Certains admirateurs de Bradbury comparent le roman "Fahrenheit 451" à la parabole de l'oiseau Phénix, qui fut brûlé sur le bûcher, mais à chaque fois il renaît de ses cendres. Un membre d'un groupe de dissidents rebelles, un écrivain nommé Granger, a déclaré: « Il était une fois un stupide oiseau Phénix. Tous les quelques centaines d'années, elle se brûlait sur le bûcher.
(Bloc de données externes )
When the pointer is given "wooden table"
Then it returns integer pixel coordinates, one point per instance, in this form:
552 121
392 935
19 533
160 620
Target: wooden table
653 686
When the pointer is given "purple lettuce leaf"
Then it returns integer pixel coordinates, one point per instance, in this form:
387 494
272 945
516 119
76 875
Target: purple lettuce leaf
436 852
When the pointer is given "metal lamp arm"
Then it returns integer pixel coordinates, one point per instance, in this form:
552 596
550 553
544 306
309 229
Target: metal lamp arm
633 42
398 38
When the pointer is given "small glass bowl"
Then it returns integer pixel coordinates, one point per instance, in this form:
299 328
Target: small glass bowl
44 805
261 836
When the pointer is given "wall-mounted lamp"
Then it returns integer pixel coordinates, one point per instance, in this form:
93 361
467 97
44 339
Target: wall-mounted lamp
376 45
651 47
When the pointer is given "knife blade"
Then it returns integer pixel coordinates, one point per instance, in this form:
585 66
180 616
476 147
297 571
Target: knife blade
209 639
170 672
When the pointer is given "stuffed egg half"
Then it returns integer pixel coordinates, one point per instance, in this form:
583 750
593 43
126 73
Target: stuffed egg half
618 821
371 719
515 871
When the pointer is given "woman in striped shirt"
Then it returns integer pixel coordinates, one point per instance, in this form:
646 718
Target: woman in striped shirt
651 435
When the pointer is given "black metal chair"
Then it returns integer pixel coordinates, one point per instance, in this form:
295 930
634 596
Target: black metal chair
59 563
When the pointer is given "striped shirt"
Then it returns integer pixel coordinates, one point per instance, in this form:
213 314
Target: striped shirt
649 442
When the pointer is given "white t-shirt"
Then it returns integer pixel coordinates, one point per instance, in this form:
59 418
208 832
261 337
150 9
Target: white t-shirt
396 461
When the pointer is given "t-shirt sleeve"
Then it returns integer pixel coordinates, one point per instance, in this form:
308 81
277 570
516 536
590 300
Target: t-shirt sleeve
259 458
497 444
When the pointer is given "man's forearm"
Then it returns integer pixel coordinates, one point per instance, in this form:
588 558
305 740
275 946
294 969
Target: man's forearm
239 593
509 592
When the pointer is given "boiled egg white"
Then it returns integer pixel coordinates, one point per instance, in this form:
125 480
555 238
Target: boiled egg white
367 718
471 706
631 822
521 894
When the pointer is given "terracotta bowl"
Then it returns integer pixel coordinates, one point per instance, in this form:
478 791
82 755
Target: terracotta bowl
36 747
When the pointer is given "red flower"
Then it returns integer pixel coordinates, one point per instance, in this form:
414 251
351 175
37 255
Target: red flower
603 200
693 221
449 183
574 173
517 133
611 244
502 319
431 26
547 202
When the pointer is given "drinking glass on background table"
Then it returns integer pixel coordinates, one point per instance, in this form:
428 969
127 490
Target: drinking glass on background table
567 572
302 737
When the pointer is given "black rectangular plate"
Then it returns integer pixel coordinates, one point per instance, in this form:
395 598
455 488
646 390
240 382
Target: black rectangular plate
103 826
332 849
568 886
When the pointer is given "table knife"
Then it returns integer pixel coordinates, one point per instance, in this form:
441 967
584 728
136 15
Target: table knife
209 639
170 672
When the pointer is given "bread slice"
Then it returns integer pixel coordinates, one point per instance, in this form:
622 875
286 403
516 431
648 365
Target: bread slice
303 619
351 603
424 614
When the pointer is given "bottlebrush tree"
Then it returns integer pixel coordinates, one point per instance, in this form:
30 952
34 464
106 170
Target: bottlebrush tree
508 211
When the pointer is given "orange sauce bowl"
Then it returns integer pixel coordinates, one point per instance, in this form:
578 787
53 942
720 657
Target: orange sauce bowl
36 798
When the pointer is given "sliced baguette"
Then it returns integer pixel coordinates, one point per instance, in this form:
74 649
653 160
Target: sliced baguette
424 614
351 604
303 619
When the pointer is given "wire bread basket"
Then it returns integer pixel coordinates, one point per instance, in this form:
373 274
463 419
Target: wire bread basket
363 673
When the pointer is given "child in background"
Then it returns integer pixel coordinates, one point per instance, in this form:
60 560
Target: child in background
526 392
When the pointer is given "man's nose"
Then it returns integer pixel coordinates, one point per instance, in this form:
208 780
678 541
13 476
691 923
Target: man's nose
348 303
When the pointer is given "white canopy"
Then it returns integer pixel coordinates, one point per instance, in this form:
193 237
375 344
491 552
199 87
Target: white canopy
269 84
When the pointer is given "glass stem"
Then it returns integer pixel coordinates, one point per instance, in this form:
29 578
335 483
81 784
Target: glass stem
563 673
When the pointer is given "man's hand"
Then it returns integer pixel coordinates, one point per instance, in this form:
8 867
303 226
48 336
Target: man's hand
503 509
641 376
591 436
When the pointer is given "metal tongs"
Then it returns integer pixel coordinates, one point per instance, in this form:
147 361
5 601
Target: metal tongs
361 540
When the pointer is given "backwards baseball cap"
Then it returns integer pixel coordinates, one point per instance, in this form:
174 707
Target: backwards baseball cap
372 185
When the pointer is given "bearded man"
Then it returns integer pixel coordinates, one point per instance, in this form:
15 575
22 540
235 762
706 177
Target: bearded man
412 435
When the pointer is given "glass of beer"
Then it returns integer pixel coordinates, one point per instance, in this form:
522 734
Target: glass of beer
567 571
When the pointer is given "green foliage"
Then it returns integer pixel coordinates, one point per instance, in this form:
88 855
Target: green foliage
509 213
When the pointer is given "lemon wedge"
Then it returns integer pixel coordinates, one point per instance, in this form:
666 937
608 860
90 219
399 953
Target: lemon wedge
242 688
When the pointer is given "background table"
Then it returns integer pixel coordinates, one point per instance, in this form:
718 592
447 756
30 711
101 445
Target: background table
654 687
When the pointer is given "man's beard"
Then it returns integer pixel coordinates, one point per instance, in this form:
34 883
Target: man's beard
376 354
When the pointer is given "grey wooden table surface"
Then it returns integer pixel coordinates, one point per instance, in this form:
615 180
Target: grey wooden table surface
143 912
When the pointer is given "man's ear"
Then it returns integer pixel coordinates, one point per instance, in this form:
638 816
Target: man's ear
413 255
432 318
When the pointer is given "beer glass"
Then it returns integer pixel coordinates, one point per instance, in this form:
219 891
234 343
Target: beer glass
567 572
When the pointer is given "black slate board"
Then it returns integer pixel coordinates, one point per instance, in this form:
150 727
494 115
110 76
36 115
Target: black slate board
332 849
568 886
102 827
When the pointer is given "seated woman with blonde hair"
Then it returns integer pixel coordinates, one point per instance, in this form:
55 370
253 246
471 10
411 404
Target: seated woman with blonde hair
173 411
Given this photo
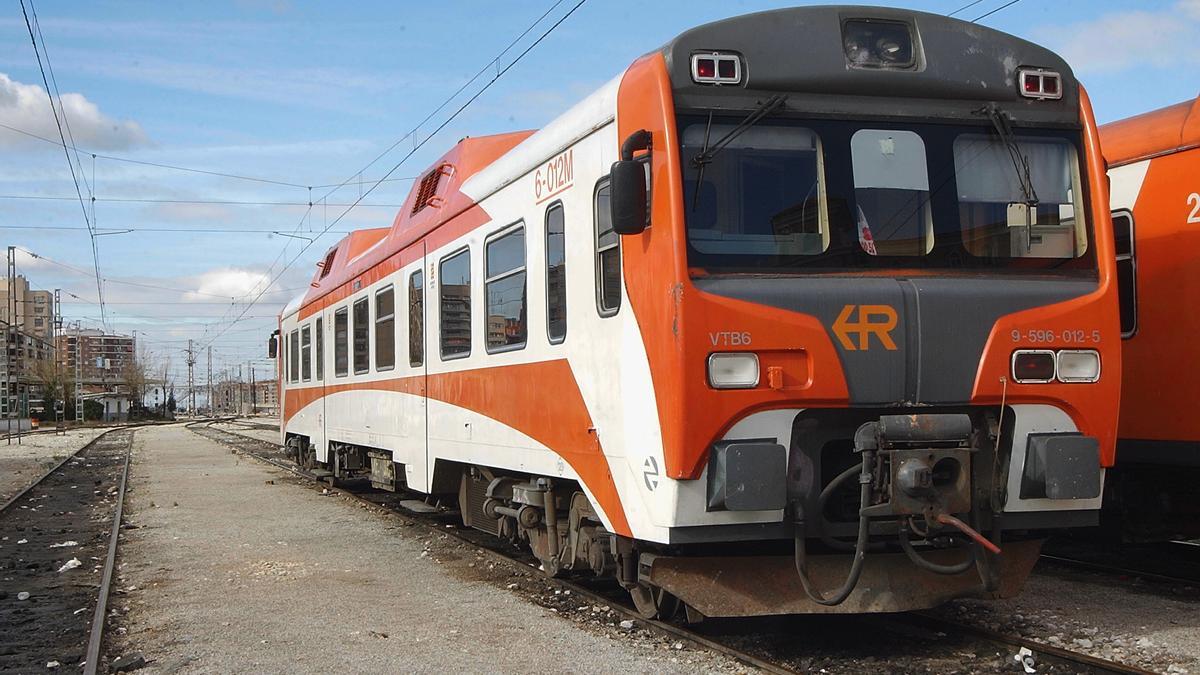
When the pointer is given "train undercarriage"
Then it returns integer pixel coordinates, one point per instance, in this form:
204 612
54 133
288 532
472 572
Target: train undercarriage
891 520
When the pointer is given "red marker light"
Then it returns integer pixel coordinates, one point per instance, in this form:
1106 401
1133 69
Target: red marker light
1033 366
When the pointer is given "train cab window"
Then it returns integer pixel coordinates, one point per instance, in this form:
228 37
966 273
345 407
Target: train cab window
341 342
607 255
361 336
455 305
892 208
1127 272
504 260
306 353
319 347
385 329
556 273
294 356
1020 198
415 320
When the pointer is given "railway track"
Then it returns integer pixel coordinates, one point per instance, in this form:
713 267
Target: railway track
767 644
58 555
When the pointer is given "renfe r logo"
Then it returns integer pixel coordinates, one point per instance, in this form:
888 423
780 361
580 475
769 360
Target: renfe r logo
865 327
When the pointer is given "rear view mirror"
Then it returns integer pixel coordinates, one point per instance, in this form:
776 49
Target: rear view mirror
628 180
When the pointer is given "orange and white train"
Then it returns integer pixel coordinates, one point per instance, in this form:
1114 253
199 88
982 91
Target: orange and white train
1155 171
808 310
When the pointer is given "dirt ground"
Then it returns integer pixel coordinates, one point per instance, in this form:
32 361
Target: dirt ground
228 566
24 463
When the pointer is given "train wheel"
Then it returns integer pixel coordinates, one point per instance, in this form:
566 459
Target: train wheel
653 602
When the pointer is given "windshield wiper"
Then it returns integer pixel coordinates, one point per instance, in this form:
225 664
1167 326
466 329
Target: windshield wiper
1003 126
707 153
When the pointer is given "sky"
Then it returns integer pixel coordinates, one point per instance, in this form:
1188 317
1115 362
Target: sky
305 95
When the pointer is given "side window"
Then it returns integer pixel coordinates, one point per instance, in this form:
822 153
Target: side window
556 273
1127 272
415 318
341 342
361 336
607 255
294 356
306 353
455 305
385 329
504 260
319 338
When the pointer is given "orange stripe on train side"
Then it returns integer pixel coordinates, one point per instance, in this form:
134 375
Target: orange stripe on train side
540 400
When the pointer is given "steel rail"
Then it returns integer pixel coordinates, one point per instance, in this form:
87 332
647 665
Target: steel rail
661 627
1063 656
1117 571
96 638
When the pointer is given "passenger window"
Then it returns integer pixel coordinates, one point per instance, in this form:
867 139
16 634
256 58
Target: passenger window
306 353
607 255
1127 272
341 342
361 336
415 320
455 306
892 209
385 329
294 356
556 273
505 288
319 338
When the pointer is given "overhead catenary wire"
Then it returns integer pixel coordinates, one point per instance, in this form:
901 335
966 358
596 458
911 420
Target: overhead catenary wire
417 147
985 15
75 179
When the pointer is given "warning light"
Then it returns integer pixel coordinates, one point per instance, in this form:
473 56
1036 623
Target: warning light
717 69
1041 84
1033 366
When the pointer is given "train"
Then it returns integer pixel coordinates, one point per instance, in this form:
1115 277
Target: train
811 310
1153 160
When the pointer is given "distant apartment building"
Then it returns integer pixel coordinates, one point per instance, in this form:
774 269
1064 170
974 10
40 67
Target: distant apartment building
29 317
103 358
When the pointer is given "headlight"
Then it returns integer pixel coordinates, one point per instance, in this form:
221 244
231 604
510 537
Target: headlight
1079 365
733 370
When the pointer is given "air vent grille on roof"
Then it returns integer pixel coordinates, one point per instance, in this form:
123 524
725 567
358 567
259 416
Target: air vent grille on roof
328 263
427 191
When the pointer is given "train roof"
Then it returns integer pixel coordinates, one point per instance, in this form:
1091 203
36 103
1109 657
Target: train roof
1158 132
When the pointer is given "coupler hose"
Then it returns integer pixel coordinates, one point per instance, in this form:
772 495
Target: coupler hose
856 567
924 563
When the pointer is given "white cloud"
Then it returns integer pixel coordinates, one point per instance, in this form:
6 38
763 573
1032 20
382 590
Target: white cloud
1120 41
27 107
229 282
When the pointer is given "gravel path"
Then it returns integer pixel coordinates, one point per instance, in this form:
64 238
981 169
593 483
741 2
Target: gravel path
36 454
232 567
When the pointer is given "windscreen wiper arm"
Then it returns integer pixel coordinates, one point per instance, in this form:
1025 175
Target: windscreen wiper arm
707 153
1003 126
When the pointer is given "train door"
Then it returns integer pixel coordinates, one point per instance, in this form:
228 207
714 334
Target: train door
417 282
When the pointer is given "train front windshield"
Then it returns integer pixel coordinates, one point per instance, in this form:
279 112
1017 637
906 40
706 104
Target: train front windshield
790 196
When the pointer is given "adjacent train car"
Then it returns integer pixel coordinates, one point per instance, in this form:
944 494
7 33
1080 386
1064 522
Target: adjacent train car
1153 168
807 311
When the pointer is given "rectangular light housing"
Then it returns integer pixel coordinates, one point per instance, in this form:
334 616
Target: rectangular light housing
717 69
1041 84
1033 366
733 370
1079 365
Elle devait être une proche parente de l'homme. Mais, ayant brûlé, elle renaissait de ses cendres à chaque fois. Nous, les humains, sommes comme cet oiseau. Cependant, nous avons un avantage sur elle. Nous savons quelle bêtise nous avons commise. Nous savons toutes les bêtises que nous avons faites pendant mille ans ou plus. Et puisque nous savons cela et que tout cela est écrit, et que nous pouvons regarder en arrière et voir le chemin que nous avons parcouru, c'est-à-dire l'espoir qu'un jour nous arrêterons de construire ces stupides bûchers funéraires et nous jetterons dans le feu. Chaque nouvelle génération nous laisse des gens qui se souviennent des erreurs de l'humanité. »

Bien que la légende de l'oiseau Phénix trouve son origine dans le monde païen, dans le christianisme, elle a reçu une nouvelle interprétation, exprimant le triomphe de la vie éternelle et de la résurrection; c'est un symbole du Christ. Le roman de Bradbury raconte comment des livres ont été brûlés pour détruire une personne, pour la condamner à un enfer de feu. La vie du protagoniste Guy Montag est un moyen de surmonter la pensée unidimensionnelle, un passage de la dégradation interne à la restauration de soi en tant que personne. Dans le roman, la transformation de Montag semble commencer par un accident - une rencontre avec une étrange fille Clarissa. Peut-être que pour quelqu'un le même tour se produira après avoir lu le roman "Fahrenheit 451".